Bamako, 27 juin (AMAP)– La Maison russe au Mali, Centre de diplomatie publique, a félicité, samedi, le Théâtre Sogolon et son directeur Yaya Coulibaly pour les distinctions obtenues au VIe Festival international des théâtres de marionnettes «Chombaï-Fest» de Kazan, en Russie, a constaté l’AMAP. Présenté au Théâtre académique national tatar de marionnettes «Ekiyat», le spectacle Le Petit Sioux, inspiré des contes traditionnels bambaras, a valu à la troupe malienne le diplôme des chroniqueurs culturels des médias de la République du Tatarstan «Pour un art lumineux qui unit le monde» et un diplôme spécial du jury «Pour la création d’un pont culturel à travers l’art du théâtre de marionnettes». La participation du Théâtre Sogolon a été organisée avec l’appui de l’Ambassade de Russie au Mali et de la Maison russe au Mali, dans le cadre des échanges culturels et humanitaires entre les deux pays.

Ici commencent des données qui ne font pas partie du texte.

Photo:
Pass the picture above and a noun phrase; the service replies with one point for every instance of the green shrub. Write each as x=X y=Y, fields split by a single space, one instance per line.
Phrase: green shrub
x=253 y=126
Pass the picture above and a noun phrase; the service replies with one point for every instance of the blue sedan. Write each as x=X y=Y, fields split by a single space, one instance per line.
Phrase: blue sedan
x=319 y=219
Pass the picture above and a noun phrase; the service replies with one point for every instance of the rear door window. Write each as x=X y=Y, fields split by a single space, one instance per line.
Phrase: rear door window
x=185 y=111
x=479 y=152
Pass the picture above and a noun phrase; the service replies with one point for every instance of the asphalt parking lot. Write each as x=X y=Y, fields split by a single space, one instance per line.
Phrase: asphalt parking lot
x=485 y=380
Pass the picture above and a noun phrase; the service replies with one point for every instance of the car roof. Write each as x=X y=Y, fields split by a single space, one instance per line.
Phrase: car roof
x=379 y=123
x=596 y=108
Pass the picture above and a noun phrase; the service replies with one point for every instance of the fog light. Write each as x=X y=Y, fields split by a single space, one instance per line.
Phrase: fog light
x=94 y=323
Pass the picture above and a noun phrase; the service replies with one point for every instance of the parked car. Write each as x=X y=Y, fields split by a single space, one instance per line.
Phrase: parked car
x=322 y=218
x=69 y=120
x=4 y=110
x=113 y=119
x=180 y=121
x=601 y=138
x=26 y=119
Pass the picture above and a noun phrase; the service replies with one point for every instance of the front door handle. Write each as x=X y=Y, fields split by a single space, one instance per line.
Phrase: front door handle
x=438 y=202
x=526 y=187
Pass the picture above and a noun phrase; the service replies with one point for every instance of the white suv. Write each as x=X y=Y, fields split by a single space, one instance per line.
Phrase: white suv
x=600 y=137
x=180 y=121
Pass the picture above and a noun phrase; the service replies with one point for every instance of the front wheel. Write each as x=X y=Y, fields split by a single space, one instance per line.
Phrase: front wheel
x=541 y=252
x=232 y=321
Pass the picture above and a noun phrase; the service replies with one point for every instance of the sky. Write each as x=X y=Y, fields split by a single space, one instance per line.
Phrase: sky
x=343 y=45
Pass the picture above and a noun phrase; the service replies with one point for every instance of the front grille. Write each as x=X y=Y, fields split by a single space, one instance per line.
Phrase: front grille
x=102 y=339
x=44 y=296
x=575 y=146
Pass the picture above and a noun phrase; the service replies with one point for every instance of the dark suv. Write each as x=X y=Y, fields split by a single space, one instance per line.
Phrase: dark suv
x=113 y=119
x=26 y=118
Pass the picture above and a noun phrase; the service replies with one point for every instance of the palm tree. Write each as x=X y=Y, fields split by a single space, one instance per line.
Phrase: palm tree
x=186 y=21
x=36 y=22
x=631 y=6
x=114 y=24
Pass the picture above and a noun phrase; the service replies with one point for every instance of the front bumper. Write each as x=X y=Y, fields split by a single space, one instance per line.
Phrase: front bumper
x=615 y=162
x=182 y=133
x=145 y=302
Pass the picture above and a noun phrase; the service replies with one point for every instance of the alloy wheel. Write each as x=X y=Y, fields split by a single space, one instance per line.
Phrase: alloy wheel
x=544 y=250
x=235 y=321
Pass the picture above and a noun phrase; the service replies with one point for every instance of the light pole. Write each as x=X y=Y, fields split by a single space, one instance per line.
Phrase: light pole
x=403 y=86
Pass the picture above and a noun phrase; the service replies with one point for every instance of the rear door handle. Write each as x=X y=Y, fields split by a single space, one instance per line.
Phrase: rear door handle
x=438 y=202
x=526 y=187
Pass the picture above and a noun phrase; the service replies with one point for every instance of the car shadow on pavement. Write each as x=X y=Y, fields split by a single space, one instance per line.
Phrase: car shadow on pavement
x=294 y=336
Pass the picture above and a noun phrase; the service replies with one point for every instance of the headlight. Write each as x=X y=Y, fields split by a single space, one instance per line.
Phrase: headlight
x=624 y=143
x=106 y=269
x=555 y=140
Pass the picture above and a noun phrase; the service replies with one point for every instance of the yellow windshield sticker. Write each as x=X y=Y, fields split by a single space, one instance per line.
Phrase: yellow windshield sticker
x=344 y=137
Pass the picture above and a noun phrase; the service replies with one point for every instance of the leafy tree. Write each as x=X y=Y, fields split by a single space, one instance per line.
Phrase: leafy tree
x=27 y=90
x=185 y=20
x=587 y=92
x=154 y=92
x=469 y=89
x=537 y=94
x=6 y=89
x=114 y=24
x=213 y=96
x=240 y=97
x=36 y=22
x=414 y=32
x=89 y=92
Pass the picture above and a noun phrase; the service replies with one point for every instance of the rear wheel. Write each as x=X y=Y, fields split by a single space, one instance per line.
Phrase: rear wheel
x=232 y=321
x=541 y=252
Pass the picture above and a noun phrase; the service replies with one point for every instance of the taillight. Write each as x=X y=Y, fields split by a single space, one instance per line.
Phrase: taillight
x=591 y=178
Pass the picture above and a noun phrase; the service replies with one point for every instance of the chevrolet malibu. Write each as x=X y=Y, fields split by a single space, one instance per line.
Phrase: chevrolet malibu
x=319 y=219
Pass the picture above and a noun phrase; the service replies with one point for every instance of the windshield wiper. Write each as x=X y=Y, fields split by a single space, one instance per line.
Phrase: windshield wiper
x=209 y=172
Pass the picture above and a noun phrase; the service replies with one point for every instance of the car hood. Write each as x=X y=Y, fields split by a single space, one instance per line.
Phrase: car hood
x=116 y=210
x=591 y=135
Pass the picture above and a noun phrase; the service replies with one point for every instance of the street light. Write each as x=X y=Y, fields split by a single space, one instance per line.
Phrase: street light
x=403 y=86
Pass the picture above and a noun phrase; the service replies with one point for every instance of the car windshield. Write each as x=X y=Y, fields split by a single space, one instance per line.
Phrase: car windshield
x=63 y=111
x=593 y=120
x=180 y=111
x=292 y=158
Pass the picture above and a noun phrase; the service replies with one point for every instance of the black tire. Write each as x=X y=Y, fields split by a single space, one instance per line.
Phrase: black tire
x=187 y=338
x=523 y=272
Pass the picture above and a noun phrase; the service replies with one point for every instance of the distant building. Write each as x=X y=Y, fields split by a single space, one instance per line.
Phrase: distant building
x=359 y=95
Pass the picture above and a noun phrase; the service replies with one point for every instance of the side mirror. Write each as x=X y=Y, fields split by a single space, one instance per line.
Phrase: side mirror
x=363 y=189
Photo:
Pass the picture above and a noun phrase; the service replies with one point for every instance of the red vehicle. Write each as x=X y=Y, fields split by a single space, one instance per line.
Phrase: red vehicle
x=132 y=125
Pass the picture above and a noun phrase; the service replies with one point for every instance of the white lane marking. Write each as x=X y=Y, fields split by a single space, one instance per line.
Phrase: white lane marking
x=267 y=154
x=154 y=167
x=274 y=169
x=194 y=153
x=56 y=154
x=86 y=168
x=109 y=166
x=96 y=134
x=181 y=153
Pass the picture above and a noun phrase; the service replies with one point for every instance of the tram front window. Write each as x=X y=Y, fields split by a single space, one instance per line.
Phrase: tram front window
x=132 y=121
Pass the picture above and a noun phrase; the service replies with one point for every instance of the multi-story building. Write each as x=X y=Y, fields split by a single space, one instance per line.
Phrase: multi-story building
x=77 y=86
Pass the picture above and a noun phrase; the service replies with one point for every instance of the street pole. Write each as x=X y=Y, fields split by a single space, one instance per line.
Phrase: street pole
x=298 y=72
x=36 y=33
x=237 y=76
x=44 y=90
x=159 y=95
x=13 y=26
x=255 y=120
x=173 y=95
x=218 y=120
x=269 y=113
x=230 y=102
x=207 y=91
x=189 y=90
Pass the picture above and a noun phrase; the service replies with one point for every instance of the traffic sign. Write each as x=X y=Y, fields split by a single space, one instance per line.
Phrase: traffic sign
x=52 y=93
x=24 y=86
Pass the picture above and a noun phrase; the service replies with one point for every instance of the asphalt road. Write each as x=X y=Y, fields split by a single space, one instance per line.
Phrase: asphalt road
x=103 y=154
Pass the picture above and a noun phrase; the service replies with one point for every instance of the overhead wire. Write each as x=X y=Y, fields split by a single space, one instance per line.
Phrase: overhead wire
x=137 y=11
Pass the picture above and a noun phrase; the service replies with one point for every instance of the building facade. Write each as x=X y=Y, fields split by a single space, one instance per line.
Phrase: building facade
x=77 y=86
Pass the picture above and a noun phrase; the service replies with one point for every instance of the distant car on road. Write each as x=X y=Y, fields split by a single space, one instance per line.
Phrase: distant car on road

Lors de la rencontre organisée à Bamako, les représentants de la Maison russe ont salué la contribution de Yaya Coulibaly et de sa troupe au rayonnement de la culture malienne. Ils ont indiqué que cette participation illustre le dialogue culturel entre les peuples. Yaya Coulibaly a déclaré que cette tournée à Moscou et à Kazan a constitué «une grosse opportunité de redynamiser cette coopération entre le Sahel et la Fédération de Russie sur le plan humain et sur le plan du développement global». Il a également plaidé pour le renforcement des échanges culturels et éducatifs. CMT (AMAP)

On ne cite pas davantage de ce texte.